For Stolski the journey started in 1962, fresh out of Macalester at age 22 and with no high school head coaching experience. He told a funny but true story about his first job in Kensington, Minnesota, a small town of only a few hundred people.
He drove a “junker car” to the interview in Kensington wearing a powder blue suit first worn in 1956 for his junior prom. He was married, had two kids, needed a job and preferred to start his football career as a head coach, not an assistant.
Nothing had ever prepared Stolski, the city kid, for what he experienced in Kensington. The first person he saw in the school building was dressed in a suit. Stolski assumed the guy was the superintendent, the man he was to interview with. No, the suit was worn by the janitor. Then this gentleman appears with patches all over his jeans and an extension cord coming out of his pants.
Meet the superintendent. The man who would hire Stolski had a heating pad attached to that extension cord and was soothing his hemorrhoids.
The superintendent asked him if he wanted to see the football field. “The grass was up to my armpit,” Stolski recalled. “He said, ‘We mow it in the fall.’ ”
The field didn’t look 100 yards long to the young coach. “We never measured it,” said the superintendent who Stolski now includes among the best leaders he’s ever known.

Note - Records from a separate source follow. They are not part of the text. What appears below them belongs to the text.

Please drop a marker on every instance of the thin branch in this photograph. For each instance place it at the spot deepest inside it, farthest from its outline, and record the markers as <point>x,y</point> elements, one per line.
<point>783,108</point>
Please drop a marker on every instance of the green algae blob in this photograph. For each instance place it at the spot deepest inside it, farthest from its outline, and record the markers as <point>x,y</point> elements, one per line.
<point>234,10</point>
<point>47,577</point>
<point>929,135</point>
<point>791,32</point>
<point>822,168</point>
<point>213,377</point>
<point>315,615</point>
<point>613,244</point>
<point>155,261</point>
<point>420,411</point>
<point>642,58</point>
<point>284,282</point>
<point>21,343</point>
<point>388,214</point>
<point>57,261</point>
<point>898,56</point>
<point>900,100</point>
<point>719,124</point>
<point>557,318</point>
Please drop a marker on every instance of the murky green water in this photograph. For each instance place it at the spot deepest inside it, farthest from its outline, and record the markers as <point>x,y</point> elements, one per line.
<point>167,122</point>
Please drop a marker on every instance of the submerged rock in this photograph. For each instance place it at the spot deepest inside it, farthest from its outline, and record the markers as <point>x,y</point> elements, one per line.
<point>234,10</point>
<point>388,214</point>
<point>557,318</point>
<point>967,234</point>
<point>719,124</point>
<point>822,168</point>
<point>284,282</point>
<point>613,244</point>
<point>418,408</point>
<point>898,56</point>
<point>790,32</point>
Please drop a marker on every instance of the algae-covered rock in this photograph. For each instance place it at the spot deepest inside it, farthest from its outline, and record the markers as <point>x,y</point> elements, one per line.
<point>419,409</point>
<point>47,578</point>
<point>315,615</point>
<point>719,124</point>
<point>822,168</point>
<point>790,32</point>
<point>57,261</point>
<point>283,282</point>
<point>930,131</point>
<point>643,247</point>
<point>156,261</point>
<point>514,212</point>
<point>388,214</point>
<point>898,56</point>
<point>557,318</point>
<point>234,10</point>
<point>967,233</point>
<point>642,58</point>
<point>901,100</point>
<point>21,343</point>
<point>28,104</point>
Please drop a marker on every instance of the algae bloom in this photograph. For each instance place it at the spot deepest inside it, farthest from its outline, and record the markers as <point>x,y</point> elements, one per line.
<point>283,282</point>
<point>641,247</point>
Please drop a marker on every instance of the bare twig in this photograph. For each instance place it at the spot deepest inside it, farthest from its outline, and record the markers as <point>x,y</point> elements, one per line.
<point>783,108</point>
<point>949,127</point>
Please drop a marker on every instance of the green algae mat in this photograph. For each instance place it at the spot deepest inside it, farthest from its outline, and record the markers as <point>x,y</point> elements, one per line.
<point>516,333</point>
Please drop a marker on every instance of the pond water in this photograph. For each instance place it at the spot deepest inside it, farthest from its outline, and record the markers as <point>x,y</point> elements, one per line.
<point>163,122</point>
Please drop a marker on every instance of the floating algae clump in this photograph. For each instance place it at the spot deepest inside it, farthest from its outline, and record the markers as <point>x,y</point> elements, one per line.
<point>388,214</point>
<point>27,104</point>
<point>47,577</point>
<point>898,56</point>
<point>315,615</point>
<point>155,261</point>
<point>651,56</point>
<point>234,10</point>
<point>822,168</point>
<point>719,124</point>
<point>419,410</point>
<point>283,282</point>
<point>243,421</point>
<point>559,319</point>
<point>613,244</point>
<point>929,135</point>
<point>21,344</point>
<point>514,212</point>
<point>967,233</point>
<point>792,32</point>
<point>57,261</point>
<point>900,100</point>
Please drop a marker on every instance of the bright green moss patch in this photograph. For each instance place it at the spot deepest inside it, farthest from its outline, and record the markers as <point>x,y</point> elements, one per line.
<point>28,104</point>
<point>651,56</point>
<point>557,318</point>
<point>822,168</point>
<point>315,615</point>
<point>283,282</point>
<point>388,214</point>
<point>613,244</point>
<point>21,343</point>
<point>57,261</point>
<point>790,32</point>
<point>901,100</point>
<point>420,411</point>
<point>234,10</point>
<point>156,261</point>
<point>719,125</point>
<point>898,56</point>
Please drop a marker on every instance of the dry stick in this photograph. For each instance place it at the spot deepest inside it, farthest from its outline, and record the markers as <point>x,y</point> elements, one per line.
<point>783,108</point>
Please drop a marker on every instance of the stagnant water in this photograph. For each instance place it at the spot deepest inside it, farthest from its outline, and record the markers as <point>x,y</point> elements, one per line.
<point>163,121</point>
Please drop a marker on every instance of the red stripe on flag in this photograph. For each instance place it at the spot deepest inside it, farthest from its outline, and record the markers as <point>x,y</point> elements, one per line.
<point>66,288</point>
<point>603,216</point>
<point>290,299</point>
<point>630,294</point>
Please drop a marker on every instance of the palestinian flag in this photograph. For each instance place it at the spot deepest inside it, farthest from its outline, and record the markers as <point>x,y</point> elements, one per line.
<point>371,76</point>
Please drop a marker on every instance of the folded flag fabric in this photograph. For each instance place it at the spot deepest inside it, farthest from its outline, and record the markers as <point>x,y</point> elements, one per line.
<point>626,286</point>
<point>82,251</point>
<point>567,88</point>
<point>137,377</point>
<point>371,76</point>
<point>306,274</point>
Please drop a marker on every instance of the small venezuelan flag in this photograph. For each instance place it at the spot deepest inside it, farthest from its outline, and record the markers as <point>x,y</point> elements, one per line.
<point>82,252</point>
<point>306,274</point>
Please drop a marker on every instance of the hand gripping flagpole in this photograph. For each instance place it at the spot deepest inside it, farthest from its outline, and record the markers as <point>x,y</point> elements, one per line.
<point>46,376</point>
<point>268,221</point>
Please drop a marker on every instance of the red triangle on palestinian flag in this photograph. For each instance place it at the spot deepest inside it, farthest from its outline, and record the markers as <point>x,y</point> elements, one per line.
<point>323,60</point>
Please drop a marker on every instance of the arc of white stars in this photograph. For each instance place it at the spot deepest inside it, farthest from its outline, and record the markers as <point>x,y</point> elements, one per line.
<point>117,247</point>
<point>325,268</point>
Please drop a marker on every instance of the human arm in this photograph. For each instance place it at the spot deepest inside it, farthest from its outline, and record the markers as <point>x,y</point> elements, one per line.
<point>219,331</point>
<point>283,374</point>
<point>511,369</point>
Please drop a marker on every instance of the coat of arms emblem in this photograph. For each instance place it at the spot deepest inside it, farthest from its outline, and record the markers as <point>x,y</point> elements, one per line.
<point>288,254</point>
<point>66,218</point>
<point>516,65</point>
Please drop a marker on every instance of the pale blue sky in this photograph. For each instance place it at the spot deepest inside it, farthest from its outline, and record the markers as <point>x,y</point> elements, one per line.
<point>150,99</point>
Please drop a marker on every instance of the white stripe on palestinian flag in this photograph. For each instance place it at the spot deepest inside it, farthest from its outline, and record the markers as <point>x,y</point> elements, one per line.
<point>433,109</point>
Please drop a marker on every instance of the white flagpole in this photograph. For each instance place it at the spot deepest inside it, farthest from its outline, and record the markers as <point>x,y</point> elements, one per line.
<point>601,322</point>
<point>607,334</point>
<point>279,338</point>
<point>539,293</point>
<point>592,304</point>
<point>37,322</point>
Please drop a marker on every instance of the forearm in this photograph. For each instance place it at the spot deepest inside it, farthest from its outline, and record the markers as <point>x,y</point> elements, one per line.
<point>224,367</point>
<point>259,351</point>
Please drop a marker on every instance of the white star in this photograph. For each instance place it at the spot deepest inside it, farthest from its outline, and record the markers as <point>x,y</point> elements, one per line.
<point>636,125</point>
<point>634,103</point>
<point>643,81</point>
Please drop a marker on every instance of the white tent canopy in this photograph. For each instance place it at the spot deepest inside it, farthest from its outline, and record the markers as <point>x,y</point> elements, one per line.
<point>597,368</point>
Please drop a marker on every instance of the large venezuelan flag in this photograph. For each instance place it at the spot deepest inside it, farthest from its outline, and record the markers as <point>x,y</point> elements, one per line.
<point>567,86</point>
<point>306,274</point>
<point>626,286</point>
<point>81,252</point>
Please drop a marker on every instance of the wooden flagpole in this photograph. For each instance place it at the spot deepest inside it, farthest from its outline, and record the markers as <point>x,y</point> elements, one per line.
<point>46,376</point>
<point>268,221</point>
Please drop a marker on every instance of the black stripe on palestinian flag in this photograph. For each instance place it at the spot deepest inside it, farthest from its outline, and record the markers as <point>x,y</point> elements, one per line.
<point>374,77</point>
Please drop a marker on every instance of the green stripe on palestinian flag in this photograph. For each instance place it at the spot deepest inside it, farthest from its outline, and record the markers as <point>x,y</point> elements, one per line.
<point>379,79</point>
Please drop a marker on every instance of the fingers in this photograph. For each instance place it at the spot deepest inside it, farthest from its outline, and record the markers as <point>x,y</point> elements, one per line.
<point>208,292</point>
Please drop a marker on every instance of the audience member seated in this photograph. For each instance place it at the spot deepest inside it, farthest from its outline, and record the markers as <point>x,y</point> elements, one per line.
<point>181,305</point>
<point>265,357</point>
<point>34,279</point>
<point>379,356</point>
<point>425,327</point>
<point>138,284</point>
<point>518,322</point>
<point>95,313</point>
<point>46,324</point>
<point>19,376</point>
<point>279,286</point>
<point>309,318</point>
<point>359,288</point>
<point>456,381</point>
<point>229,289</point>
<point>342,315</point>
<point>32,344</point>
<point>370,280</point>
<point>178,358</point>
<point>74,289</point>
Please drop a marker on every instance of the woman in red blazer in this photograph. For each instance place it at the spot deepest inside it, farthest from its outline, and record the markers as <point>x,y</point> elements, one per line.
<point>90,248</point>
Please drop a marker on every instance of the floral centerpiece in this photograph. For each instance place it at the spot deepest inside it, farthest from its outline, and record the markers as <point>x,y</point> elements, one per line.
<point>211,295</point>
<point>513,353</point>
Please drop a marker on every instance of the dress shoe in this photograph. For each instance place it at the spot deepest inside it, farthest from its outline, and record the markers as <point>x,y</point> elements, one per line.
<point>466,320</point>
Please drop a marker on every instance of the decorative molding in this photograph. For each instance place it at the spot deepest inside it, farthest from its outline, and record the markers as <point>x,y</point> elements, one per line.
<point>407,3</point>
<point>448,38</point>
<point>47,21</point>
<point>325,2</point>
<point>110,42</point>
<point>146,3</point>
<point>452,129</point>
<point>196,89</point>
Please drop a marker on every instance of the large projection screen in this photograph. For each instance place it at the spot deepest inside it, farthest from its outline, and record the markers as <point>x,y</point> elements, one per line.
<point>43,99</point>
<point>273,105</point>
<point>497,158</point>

The Kensington football team hadn’t scored a touchdown ─ never mind won a game ─ in five years. The school played eight-man football and there were 21 kids in the senior class.
“I had never seen eight-man football,” Stolski said. “Three kids came to the first practice. There were no goal posts up.”
In his first season Kensington lost the first three games on the schedule. Then Kensington won 56-0 over Brandon, setting off a celebration that included tearing down the goal posts and free hamburgers at a diner.
Stolski went 3-5 the first year at Kensington, 7-1 the next. He moved on to Slayton for one season, to Princeton for six and Park Center for four where he started the football program and coached future Twins catcher Tim Laudner. Then Brainerd called and he liked the idea of pursuing not only his passion for football but also his recreational loves of hunting and fishing.